A una cuadra de llegar, el viento se puso fuerte. Sentí un golpe en el techo del auto. No supe si era una ramita que se había desprendido de un árbol, una súper gota o la chancleta de una abuela. Me apuré. Creo que salí de Garay y agarré por San Martin. El club estaba a cincuenta metros y estacionado en la puerta de entrada, más adelante, se veía el auto de Paulina. Puse el freno de mano, y cuando apagué el motor escuché el granizo repiquetear en el techo de mi auto. Lo hace mierda, pensé, y pensé ya está hecho mierda. Miré para la calle y no vi nada. La gente tenía miedo. Escuché el ruido del escape de una moto y una luz se acercó en contramano. Agaché la cabeza, y con el volante apretándome la nuca, mandé un audio al grupo. Estoy de regalo, me matan las piedras o me la pone un sicario. Paulina contestó que también estaba adentro del auto. Respiré. Un resplandor electrizó las nubes, un rayo cayó para el lado del parque. Me volví a agitar. La furia de Dios, pensé. Miré por el retrovisor. La moto se fue alejando y el agua se estampó en globitos contra los charcos de la vereda. Veredas sin límites. Paulina salió del auto, corrió tapándose la cabeza con un bolso y se perdió en el portón como si entrara a un templo. Hice lo mismo, corrí con la mochila en la cabeza, tanteando, porque la lluvia seguía cayendo y la vereda está llena de baldosas flojas. Antes de cruzar el portón, miré para atrás. No quedaba nadie, sólo un arcoiris de aceite de autos y la fragilidad que tienen las cosas cuando no hay sol. Alerta naranja. Viernes sin colectivos y sin taxis. Paro de transporte.

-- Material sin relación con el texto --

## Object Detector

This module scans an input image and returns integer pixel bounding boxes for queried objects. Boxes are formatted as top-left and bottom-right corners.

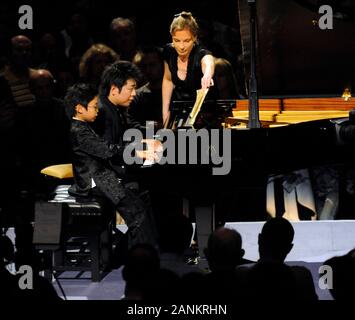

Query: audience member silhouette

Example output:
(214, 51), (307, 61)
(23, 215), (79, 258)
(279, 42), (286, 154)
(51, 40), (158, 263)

(129, 47), (164, 127)
(79, 43), (119, 87)
(323, 249), (355, 301)
(109, 17), (139, 62)
(237, 217), (318, 301)
(204, 227), (251, 301)
(27, 69), (71, 182)
(34, 32), (76, 83)
(60, 12), (94, 70)
(3, 35), (35, 109)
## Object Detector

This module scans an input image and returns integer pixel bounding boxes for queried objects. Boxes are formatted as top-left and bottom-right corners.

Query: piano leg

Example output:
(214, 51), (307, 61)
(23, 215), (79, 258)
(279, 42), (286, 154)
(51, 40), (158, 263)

(195, 203), (215, 259)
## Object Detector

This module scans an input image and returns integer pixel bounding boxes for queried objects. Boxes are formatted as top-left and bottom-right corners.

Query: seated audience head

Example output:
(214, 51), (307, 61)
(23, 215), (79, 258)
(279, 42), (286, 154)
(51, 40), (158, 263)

(10, 35), (32, 68)
(258, 218), (295, 262)
(30, 69), (55, 101)
(110, 17), (136, 61)
(79, 43), (119, 85)
(133, 46), (164, 89)
(205, 227), (244, 271)
(65, 83), (98, 122)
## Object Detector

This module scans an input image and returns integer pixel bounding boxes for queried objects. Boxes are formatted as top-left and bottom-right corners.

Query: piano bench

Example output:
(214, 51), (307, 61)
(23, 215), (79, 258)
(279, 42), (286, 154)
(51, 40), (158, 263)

(34, 186), (113, 282)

Entré a la cancha. Las chicas estaban calentando. Apurate, escuché, y sentí el golpe de la negrita contra la pared como un triunfo. Analía se acercó y me preguntó por su auto. ¿Viste si se rompió? Le sonreí y levanté los hombros. Hizo una mueca y me dijo si no me salvo de envejecer es porque la felicidad se habrá olvidado de mí. Corrió hasta el frontón con la paleta en la mano. Se le hizo mierda, pensé. Me reí. En ese momento me volví a acordar de los rosales, del jardín, de la nona y de un no sé qué. Squifossa, dije despacito. Felicidad. Afuera llovía. Entré al trote, las rodillas me crujían un poco. ¿Cómo sale?, preguntó Paulina. Nos miramos. Juego con vos y después cambiamos, me dijo Gaby. Todas queremos hacer pareja con Gaby. Juega contra los hombres, y a veces, gana.